Before the meeting...
- Develop an agenda. It should be specific and include all the who, what, when, where information.
- Distribute (email) the agenda and pre-meeting documents (timelines, financial reports, background information, etc.) along with an invitation to participate well in advance of the meeting.
During the meeting...
- Assign a secretary to take notes and/or minutes. This may seem overly administrative, but it provides a valuable record of what happened and who's responsible for what outcomes.
- Review objectives. State the purpose of the meeting and the desired outcome. Explain why your board or committee needs to meet. Restate it at the start of all committee, task force or team meetings.
- Review deadlines. Ask your committee or fellow board members: "When can we reasonably expect to complete this objective?" Establish specific priorities.

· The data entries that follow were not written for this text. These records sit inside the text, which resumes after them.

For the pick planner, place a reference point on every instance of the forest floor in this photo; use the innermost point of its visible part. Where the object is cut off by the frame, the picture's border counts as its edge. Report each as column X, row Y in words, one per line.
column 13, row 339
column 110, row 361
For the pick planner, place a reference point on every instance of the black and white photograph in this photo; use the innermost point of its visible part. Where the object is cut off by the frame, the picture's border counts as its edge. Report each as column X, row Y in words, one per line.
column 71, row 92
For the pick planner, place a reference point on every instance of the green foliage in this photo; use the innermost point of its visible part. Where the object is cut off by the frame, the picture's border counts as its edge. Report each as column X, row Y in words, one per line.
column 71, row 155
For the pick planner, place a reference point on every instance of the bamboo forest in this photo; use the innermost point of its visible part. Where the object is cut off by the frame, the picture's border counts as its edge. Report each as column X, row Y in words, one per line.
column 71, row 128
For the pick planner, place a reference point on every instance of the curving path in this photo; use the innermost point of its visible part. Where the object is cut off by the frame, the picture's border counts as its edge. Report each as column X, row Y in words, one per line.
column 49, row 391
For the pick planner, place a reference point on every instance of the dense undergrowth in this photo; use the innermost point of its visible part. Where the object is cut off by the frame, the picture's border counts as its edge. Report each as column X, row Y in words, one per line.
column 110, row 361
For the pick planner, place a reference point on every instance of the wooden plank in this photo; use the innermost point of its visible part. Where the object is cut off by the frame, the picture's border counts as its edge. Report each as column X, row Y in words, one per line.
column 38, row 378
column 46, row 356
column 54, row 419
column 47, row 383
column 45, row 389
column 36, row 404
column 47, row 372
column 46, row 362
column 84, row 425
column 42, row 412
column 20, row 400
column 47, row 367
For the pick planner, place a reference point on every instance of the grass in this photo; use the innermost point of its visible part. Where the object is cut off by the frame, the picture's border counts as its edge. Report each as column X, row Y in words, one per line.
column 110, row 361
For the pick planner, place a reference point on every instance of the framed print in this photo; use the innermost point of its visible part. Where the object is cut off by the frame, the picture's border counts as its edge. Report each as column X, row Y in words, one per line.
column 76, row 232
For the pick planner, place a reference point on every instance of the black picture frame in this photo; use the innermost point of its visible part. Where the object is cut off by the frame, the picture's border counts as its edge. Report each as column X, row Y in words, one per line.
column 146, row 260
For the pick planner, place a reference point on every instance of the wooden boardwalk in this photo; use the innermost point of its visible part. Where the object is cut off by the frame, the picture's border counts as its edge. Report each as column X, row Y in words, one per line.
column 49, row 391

- Get status updates on any outstanding activities, tasks. This ensures accountability. The last thing volunteers want is to look unprepared in front of their peers.
Dealing with difficult situations...
- Address concerns, questions and issues in the moment. Don't let minor issues linger, often the committee/task force can help or should be aware of 'off-line' conversations.

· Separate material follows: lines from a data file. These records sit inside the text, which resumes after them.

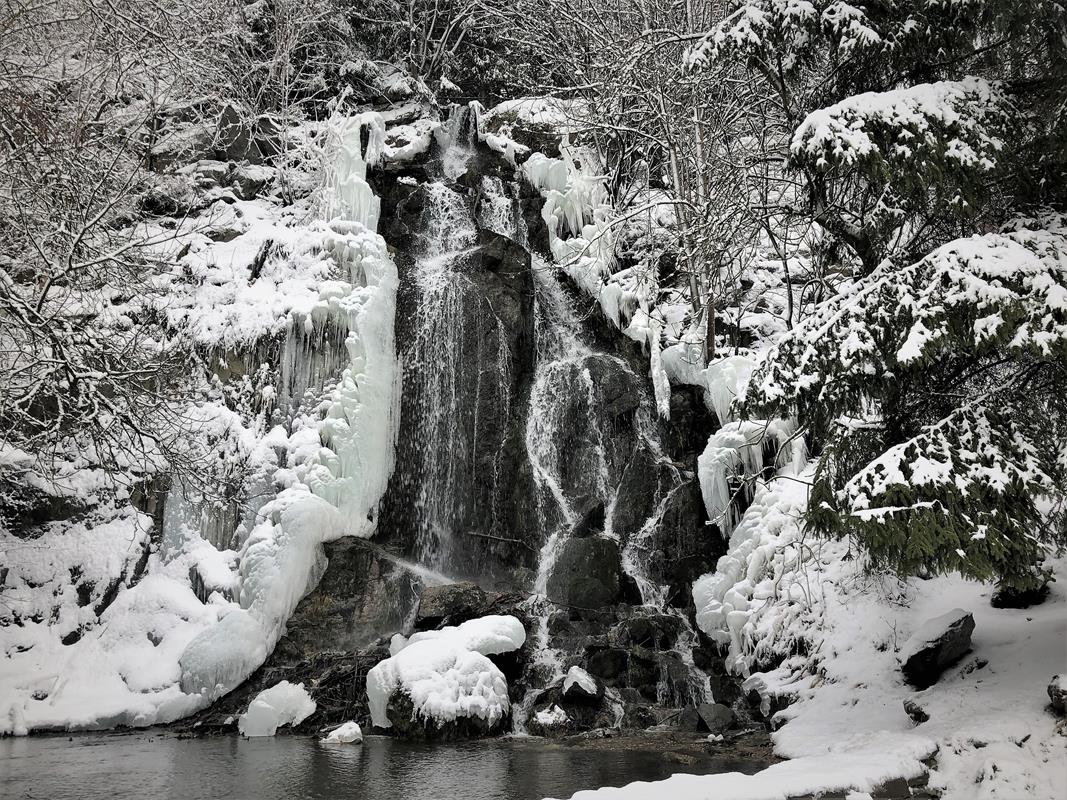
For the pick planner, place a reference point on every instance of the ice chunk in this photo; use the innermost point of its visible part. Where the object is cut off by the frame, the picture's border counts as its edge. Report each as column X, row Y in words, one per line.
column 446, row 673
column 346, row 734
column 578, row 676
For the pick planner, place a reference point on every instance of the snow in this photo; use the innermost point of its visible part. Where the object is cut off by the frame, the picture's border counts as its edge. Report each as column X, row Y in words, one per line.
column 778, row 592
column 446, row 672
column 578, row 676
column 349, row 733
column 551, row 717
column 282, row 704
column 929, row 632
column 158, row 652
column 953, row 117
column 337, row 483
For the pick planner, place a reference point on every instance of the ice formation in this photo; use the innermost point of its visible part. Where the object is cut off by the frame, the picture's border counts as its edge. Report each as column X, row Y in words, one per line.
column 446, row 672
column 349, row 733
column 282, row 704
column 578, row 676
column 334, row 491
column 193, row 620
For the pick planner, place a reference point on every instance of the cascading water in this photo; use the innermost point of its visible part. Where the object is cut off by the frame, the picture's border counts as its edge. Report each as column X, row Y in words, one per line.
column 457, row 372
column 577, row 464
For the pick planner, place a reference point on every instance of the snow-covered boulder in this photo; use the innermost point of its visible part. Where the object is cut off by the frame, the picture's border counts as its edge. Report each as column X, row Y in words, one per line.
column 937, row 644
column 443, row 683
column 716, row 717
column 1057, row 693
column 283, row 704
column 580, row 687
column 350, row 733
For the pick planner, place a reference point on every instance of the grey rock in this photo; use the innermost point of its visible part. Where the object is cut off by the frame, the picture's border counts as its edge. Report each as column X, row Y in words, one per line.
column 716, row 717
column 936, row 645
column 450, row 604
column 688, row 719
column 586, row 574
column 608, row 662
column 1057, row 693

- Stick to the agenda. Tangents will occur, maintain focus on the purpose of the meeting.
- Stand up to naysayers. Don't let critics hijack your time. A great way to quiet a cynic is to restate his or her criticism and respond with resolution-leading open questions e.g. "I understand your concern is that the task force report will take longer to complete than the projected deadline. What do you recommend we do to deliver it on time?"
After the meeting...
- Distribute minutes and notes to attendees and other stakeholders. Be sure to publicly thank your secretary and the stakeholders who volunteered to take on extra responsibilities. A little appreciation goes a long way.
- Follow-up with others who have assumed responsibility for tasks or outcomes.
- Send a reminder about your next meeting.